If you continue to read what I have written, it is very possible to glean exactly what Baz’s effect upon my life. Through His truth, trust, honesty, kindness, honor, and integrity, we have developed my truth, my trust, my honesty, and my self-love. There is a feeling of safety with him, never felt before. A friendship with not only myself but with him. This time in my life is filled with great gratitude for all we/I have worked on and changed in order to let me see all the possibilities at the moment and in the future. Baz, is my “Aha Moment.”
I see nothing but possibilities!
Each day presents new presents, new adventures, and teachings. My positive outlook and gratitude for absolutely everything help me with forgiveness of myself and others on a daily basis. It affects everything I do. Living with purpose and meaning. I no longer look backward and forwards. Affecting others in very small ways in order to make their days better. Self-love puts a new meaning on life, on sharing and giving to others. My fears have dissolved into strengths. Everything is in constant evolution.

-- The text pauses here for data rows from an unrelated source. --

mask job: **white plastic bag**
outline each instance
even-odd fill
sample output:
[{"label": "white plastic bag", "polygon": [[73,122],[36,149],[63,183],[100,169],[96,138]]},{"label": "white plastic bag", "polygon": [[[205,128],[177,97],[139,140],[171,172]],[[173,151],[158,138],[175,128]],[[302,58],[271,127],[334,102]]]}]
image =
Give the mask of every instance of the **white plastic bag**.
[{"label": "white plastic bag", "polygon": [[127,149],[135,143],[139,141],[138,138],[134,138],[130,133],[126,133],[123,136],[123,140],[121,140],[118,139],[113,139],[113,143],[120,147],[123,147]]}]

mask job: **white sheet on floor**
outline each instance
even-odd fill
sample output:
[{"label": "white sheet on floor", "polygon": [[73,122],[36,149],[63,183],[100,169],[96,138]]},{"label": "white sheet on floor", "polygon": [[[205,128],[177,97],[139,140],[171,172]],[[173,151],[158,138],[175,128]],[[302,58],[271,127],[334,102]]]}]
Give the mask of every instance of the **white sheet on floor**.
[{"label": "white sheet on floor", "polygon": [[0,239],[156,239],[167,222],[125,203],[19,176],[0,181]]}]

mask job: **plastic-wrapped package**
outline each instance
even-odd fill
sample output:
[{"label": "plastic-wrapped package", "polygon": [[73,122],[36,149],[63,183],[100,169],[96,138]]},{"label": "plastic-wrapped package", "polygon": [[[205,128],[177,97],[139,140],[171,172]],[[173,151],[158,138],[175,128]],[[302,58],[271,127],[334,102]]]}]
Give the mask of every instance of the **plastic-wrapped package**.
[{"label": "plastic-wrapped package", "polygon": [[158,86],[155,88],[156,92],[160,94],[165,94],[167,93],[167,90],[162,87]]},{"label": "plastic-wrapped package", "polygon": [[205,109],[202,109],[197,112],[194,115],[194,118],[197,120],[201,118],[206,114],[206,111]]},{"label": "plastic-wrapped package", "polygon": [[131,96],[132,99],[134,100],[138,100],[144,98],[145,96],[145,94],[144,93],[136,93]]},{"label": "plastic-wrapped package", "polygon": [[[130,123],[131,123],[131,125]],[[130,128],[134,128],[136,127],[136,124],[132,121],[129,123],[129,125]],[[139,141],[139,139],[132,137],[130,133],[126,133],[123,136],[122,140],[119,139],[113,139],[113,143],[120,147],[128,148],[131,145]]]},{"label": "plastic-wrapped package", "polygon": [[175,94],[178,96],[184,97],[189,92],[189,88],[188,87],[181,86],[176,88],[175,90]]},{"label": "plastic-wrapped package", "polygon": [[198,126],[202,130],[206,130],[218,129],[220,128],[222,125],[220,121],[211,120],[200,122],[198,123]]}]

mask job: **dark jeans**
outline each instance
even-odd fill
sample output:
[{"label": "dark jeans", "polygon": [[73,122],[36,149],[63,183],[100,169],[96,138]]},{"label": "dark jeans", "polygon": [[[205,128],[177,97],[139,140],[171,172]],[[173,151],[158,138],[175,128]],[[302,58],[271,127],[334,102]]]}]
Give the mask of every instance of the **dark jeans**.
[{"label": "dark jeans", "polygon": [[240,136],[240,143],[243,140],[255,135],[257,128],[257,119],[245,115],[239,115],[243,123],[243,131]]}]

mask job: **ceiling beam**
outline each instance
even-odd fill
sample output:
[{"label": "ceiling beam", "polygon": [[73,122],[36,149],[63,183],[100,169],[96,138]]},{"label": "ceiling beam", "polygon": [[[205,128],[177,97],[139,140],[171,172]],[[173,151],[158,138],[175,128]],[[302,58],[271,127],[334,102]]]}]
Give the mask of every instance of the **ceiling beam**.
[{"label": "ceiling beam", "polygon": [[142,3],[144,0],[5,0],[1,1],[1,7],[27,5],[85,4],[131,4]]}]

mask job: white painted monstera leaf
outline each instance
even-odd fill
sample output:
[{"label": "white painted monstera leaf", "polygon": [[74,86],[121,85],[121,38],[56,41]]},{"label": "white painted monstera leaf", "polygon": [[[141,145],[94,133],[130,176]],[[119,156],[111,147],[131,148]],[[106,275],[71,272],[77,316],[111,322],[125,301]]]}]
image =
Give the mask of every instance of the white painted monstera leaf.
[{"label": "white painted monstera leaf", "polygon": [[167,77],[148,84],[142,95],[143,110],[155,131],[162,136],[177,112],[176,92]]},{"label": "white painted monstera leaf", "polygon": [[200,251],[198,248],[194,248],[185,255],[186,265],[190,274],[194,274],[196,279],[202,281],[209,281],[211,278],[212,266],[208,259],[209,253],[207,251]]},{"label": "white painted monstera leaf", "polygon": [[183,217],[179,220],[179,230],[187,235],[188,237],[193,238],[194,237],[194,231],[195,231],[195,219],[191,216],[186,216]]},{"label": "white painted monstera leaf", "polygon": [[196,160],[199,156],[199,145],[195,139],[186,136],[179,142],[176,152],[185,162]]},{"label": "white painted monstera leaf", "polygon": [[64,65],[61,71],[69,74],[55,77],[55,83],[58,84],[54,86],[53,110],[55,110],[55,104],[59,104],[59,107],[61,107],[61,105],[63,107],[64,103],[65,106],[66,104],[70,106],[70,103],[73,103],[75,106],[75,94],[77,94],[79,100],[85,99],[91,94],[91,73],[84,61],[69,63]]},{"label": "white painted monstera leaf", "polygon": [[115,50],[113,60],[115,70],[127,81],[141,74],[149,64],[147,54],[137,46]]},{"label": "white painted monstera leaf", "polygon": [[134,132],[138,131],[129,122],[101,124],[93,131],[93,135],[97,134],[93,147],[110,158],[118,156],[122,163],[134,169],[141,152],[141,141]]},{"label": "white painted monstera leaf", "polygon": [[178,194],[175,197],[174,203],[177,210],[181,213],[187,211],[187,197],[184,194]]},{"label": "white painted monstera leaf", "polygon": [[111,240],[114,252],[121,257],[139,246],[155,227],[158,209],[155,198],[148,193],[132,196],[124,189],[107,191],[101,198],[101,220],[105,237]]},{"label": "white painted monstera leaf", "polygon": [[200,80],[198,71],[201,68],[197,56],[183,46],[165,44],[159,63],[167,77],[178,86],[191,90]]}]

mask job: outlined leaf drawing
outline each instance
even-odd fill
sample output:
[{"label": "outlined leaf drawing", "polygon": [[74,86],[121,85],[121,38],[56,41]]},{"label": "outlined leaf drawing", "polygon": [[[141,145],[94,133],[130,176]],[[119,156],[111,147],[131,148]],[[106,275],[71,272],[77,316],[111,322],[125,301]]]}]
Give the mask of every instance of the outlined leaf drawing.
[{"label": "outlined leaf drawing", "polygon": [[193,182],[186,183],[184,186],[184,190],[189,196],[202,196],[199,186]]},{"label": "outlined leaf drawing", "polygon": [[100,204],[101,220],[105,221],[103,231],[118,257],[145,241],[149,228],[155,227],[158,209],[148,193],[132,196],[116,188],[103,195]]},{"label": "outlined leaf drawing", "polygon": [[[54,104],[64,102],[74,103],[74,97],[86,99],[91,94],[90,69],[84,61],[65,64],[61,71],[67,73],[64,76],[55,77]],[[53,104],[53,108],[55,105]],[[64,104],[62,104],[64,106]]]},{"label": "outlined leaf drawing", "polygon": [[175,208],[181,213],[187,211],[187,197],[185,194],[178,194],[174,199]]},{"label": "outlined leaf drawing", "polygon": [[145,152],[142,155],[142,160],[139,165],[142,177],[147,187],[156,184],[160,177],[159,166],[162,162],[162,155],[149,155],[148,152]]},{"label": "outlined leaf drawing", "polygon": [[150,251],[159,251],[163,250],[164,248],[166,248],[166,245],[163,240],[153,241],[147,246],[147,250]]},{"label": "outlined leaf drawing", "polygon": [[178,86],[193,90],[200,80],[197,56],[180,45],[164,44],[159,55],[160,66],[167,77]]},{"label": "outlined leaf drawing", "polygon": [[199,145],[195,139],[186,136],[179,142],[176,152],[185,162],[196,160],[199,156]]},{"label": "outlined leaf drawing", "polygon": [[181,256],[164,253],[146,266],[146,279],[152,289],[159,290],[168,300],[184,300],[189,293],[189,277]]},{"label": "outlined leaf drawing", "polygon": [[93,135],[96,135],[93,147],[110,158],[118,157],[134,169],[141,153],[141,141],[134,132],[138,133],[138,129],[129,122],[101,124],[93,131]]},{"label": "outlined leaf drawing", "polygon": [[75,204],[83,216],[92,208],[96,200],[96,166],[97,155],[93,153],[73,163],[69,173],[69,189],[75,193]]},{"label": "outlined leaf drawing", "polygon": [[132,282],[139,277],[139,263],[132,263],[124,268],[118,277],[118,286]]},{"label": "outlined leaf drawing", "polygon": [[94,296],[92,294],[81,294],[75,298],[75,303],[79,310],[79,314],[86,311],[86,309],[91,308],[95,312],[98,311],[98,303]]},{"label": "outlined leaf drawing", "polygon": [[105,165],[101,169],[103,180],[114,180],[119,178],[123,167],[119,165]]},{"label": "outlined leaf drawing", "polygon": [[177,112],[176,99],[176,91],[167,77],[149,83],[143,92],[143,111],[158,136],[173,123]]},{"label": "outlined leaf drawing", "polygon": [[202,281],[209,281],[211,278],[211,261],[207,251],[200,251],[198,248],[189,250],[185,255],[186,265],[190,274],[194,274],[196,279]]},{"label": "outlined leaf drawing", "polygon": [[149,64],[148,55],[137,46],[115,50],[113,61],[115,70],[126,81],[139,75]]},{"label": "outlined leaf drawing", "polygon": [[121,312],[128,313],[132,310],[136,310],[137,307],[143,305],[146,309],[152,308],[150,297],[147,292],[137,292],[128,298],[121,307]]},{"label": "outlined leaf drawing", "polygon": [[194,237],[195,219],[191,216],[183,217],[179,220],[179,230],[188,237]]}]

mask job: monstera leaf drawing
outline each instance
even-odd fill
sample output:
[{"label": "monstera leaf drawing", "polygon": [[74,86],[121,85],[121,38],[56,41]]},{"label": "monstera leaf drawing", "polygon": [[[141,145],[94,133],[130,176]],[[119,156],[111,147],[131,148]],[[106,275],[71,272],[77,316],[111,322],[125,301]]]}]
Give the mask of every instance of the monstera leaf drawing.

When I am able to self-scrutinize without condemnation, it is a mile marker. When I can be 100% truthful to myself helps me be realistic about what I want to achieve. After putting in the hard work necessary to change, things began to happen. This wasn’t easy by any means! It was gut-wrenching at times. I cried tears that had been locked up for years and years, but it was all part of the process that helped me get to where I am today. Freer, lighter, and in love with life, not battling it. Not dreading which shoe was going to drop next. I can’t wait for the challenge to find the desired result. Things are in my hands now to a certain point where they never were before.
Baz taught me that there are no NO’s in the world, just that I have to figure out different approaches to get the results. Everything changes in the world; if I want to understand that change, I, too, have to change. Everything evolves. Nothing lasts forever. That’s what evolution is. Live, learn, change, evolve, rinse, and repeat. If you were to have known me five, seven, or even ten years ago…this would never have come out of my mouth.
Baz is the only person who has helped me clear a pathway through the debris so I can continue moving forward in my development process. I knew something or someone out there was greater than what my life used to be. Baz showed me that way. I know that this is an ongoing process and that nothing stays the same. I akin my life to a rose and its unfurling slowly, one petal at a time. Its essence is beautiful-penetrating, its beauty ever-changing and evolving with surprises in store each time it unfolds a pedal. It is my choice as to whether I want to look closely at those unfurlings or not. Baz will be a part of my life and its continued process until I choose to walk my path alone, much stronger, more independent, and more willing. I could do that now but choose not to, for I believe that he has more to show and teach me. To realize.
Baz is the only one that has seen my past and helped me with the present, only to show and guide me to my future. My nightmares have gone completely, and my strength is tenfold. This man has the ability to help humanity in so many ways that we do not know how he does it. Baz’s energy is boundless. You are safe with him. He has the past, present, and future at hand. Trust him. It is worth every moment spent with him.
Thank you, Baz, for absolutely everything!!